The 40-year-old rookie was stapled to the bench for the first and second periods, but was sent out for the opening faceoff of the final frame. Off the draw, Vallely dropped the gloves with Joe Pelle, the two engaging in a short and seemingly innocuous fight. What Vallely didn’t realize was that he had broken his arm sometime during the fight. The injury put an end to his season, prematurely halting what was supposed to be a two- to three-week agreement, according to Sorcher.
But the broken arm wasn’t all bad. "The beautiful part of the injury was the way Corey cared for me," says Vallely. "He cut my shirt off for me, helped me get my equipment off. Corey was just so attentive and so helpful. He helped me through that whole thing.”
After leaving the hospital with his arm in a sling, Vallely made his way to the team afterparty, where the Whalers were celebrating a victory. “I’m hanging out at the bar with a broken arm and Corey’s mother was there and she started crying and telling me what an impact I had had on her son,” recalls Vallely. “That’s when it really dawned on me, on what had been transpiring — that’s when I realized the impact of it.”
Vallely returned the next season to dress for two more games, receiving far more ice time than in his first appearance with the Whalers. “The second year was all about paying him back for hooking us up,” says Sorcher. “When we had nothing, (Vallely) took a chance on us, believed in us, and put our team on the map.”
Vallely’s impact on the Whalers – now known as the Danbury Hat Tricks – lives on through to present day. Sorcher noted to Sportsnet that no player in the history of the Danbury franchise has ever sold more merchandise than Vallely. From jersey sales to meet-and-greets and more, the pro skateboarder left an indelible mark on the franchise.
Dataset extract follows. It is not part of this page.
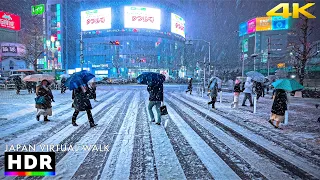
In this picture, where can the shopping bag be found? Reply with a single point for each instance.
(163, 110)
(40, 100)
Fulton, meanwhile, played two full seasons with the Whalers before moving on to play four seasons in the Southern Professional Hockey League. In March 2020, he became the first and, so far, only member of the franchise to have his jersey retired.
Fulton admits that none of this would have happened had it not been for a pro skateboarder who wanted to live out the dream of playing a game in professional hockey. “It really was (fate),” says Fulton. “Never heard of Danbury before in my life, probably never would have gone there. It’s weird how it all happened and then Mike was there, he helped me so much from everything going on with my past and just making me love the game again.
“Almost like a guardian angel showing me the right way – making me take that leap and helping me do what I did.”